Miguel Jinete nunca entendía los chistes. Y, al final de la comida, tuvo que introducir una sombra siniestra en el encuentro. No podía evitarlo. Vivía envuelto en una tiniebla invisible que enturbiaba cada una de sus palabras y actos. Su sonrisa, el brillo de sus ojos, su desenvoltura, los gestos de sus manos, su elegancia, todo parecía manchado y pringoso.

—Ahora ya lo han arreglado —dijo de pronto, refiriéndose al restaurante—, pero hasta hace poco esto estaba hecho una mierda. Menuda la que ocurrió aquí hará unos tres meses. La reoca.

»Habían atracado una empresa de la ronda de San Pedro. Se habían llevado doscientas mil pesetas. Tres tipos con pistolas. Y una mujer. Los de la Criminal nos trajeron los papeles de las investigaciones dando por supuesto que eran anarquistas y, por tanto, nosotros, los de la Social, tendríamos referencia de ellos. Tenían razón. En seguida identificamos a uno de los tíos, un tal Paco Utrera, de una célula anarquista de este barrio de San Antonio.

»Pero lo bueno es que me enseñan la foto de la mujer de este Paco Utrera y, me cago en diez, la reconozco. Era Elisa, ¿te acuerdas de Elisa? La que fue esposa de Fábregas en el grupo “Progreso Hoy”, Fábregas, aquel paleta que había prosperado y montó una empresa de albañilería, que tenía la obsesión de comprarse coches franceses. Reconsagrada Elisa. La última vez que la vi fue durante los hechos de mayo, cagándose de risa mientras disparaba una ametralladora Hotchkiss en el Paralelo. Y entretanto su marido, el Fábregas, le estaba poniendo los cuernos con Esperanza, la esposa de Súñer, aquélla de los ojazos. Bueno, la reoca.

»Averiguamos que este Paco Utrera y Elisa venían por este restaurante. Pusimos ojeadores y una noche, veinte días después del atraco, nos llama el confidente. Que están aquí.

»Montamos el operativo, nos venimos a este restaurante con veinte hombres, tres coches y una furgoneta, todos con los naranjeros, porque era gente peligrosa. Paco Utrera y una niña estaban comiendo en esa mesa del rincón, iluminados con lámparas de carburo porque era noche de restricciones. Y, cuando entro, veo que Elisa está ahí, junto al perchero, con una mano en el bolsillo del abrigo. Se ve que nos habían olido. Irrumpimos allí. “¡Manos arriba! ¡Todos quietos!”, y nuestra querida Elisa saca del bolsillo del abrigo una bomba de mano y la tira aquí, ¿ves?, en el mismo centro del comedor, que aún queda la señal, ¿la veis? Una explosión del carajo. Yo estaba justo en la puerta, di un paso atrás hacia la calle y sólo vi el relámpago, la humareda, bueno, la rotura de cristales, los gritos. Murió uno de mis hombres, el dueño del restaurante y su hijo, y la pobre Elisa, naturalmente, que quedó ahí destrozada.

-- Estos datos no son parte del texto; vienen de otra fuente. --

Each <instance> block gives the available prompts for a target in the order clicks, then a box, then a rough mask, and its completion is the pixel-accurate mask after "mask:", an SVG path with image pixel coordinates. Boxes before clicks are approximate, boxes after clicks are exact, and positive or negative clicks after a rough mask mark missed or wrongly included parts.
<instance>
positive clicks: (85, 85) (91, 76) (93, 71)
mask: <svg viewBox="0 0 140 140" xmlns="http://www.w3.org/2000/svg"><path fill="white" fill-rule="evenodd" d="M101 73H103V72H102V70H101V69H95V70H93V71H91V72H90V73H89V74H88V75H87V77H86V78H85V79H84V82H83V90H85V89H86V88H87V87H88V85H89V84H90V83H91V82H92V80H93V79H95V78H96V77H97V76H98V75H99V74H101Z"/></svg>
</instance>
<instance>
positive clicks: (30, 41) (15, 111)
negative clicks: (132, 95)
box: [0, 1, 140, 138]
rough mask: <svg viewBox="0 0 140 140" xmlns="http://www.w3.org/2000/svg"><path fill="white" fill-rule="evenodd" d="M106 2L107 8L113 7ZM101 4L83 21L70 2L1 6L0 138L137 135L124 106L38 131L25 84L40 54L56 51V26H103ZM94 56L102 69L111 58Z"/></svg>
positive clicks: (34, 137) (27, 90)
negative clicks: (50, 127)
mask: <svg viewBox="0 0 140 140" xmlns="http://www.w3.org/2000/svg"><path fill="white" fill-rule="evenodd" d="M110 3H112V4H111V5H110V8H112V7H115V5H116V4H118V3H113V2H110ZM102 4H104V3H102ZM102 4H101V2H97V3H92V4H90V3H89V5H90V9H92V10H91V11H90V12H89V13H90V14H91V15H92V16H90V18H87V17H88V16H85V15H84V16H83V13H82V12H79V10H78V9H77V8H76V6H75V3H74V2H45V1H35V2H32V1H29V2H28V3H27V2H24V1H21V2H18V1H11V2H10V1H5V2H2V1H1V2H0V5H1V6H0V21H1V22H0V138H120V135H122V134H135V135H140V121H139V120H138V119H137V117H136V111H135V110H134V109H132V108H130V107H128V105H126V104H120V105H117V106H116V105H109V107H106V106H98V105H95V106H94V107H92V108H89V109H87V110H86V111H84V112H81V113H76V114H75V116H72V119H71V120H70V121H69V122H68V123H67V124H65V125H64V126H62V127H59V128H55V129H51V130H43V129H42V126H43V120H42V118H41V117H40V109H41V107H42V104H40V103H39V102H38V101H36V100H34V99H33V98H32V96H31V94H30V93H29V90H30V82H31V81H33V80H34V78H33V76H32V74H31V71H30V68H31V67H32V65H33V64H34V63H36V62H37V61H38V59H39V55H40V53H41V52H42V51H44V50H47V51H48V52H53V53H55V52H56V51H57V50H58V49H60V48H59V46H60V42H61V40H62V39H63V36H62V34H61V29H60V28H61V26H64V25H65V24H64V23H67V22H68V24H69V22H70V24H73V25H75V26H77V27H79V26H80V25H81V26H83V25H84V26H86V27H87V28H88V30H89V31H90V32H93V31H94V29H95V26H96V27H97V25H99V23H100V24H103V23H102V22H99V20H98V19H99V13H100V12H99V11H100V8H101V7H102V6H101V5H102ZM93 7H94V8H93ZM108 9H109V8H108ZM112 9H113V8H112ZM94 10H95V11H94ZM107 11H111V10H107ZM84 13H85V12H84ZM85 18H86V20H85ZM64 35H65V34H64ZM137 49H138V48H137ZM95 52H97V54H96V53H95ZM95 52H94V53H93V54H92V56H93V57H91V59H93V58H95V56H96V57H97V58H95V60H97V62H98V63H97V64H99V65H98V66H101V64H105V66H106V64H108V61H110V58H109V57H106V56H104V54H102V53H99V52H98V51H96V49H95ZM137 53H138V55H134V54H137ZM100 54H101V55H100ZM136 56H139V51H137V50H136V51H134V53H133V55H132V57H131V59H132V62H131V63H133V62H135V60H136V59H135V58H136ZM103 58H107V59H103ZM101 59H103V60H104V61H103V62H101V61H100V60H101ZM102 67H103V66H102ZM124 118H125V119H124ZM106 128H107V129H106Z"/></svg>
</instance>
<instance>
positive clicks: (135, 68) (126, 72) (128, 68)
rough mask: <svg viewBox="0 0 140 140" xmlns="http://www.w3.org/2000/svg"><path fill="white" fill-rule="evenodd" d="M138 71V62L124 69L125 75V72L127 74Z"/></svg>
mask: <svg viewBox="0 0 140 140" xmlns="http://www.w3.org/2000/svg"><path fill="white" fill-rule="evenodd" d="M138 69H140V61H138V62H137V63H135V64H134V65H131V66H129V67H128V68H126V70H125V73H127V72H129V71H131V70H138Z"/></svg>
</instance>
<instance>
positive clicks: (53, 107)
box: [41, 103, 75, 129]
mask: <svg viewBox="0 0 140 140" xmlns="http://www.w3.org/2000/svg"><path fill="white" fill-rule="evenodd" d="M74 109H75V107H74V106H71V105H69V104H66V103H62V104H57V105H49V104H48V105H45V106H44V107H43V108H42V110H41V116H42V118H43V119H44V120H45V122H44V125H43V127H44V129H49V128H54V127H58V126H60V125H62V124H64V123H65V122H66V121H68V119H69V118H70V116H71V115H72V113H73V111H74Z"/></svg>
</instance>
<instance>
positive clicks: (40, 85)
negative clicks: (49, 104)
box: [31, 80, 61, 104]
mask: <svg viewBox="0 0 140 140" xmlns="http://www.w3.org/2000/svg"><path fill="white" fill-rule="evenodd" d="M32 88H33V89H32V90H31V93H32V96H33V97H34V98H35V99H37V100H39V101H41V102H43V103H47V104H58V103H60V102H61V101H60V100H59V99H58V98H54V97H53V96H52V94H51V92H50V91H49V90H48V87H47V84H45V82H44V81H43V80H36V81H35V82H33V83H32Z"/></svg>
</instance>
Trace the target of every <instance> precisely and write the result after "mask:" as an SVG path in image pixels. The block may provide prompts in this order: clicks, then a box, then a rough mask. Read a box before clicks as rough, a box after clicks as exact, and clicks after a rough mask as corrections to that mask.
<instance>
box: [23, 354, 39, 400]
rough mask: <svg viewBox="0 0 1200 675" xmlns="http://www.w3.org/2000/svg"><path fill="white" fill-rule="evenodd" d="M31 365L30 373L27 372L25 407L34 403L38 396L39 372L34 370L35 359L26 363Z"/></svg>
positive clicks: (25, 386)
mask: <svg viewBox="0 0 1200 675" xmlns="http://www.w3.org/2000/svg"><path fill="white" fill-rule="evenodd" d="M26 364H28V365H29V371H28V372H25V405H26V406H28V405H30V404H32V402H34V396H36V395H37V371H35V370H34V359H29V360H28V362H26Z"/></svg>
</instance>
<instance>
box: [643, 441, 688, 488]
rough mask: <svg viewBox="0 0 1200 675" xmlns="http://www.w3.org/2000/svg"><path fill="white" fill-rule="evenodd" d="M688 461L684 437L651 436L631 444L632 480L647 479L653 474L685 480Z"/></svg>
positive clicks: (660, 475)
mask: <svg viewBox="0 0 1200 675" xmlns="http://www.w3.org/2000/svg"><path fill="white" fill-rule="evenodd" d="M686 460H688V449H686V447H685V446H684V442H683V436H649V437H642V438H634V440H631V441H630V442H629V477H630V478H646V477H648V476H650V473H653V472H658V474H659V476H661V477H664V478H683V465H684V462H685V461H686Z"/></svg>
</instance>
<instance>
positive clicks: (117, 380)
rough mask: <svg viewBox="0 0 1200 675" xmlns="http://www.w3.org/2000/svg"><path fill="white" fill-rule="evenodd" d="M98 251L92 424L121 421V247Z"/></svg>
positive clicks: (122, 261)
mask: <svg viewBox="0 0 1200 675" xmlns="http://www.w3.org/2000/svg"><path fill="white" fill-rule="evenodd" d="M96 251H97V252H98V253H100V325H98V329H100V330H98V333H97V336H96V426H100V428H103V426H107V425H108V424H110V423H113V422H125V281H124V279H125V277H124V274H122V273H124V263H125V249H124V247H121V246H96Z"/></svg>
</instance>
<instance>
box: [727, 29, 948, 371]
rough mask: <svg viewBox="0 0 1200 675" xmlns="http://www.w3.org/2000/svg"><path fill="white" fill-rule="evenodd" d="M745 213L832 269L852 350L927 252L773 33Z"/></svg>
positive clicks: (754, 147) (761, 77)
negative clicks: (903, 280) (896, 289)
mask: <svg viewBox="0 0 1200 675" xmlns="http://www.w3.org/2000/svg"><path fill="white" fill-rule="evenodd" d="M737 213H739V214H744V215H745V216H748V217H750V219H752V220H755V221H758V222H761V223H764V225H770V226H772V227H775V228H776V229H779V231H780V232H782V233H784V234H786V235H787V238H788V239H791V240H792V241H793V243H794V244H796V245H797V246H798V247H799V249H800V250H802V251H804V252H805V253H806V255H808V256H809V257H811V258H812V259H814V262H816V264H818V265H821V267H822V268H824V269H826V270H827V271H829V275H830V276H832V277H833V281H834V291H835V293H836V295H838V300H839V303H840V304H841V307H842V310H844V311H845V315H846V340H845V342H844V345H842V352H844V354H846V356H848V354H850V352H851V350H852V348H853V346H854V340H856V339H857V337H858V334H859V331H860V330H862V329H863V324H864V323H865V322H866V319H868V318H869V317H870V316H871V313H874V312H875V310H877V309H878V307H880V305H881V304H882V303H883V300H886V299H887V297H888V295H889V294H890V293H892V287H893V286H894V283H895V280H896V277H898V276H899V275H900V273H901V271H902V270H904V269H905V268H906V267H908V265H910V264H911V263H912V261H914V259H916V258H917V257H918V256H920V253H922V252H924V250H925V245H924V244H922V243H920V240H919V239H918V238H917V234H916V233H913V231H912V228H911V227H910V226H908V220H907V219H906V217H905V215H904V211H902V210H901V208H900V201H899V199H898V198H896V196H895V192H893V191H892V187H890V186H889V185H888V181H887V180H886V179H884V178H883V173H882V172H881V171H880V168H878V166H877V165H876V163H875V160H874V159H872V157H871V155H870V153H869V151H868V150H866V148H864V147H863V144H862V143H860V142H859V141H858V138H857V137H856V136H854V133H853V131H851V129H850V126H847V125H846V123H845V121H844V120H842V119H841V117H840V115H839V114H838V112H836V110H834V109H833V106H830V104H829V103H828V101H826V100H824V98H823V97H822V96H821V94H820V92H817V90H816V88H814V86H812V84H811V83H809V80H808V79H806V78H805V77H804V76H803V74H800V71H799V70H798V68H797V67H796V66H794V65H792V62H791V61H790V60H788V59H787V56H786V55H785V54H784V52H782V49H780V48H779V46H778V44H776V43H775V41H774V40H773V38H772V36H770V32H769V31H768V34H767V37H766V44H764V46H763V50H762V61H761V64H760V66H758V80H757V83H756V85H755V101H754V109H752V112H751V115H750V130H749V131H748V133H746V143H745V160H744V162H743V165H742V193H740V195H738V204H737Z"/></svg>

Mi padre recordaba perfectamente a Elisa, y experimentó un vahído de desconsuelo. Miguel Jinete, en cambio, continuaba sonriendo, como si nada. Como si acabara de contar uno de los chistes que le gustaban a mi padre.

—«Buenas, soy paraguayo y venía para pedir la mano de su hija». Y dice el padre: «¿Para qué?». Y dice el otro: «Paraguayo».

Risas.

Celebraron la boda en la parroquia de Santa María de Sants, cercana a la casa de los Ansó, y el banquete fue en un restaurante llamado Casa Isidro. Además de la familia Ansó al completo, con tíos, primos, cuñados y cuñadas, asistieron unos cuantos amigos de mi padre, casi todos músicos, Teresa, que les regaló una mantelería bordada por ella misma, y Miguel, que les trajo un centro de mesa de cristal tallado con base de plata.

Tampoco en aquella ocasión conocieron a la señora de Jinete. Mi padre volvió a pensar en ello pero de nuevo se abstuvo de preguntar nada.

Brindaron por Víctor.

El viaje de bodas consistió en una semana en un balneario de Caldes de Montbui. Eran tiempos felices.

—Parecían tiempos felices —puntualizó mi madre, desanimada.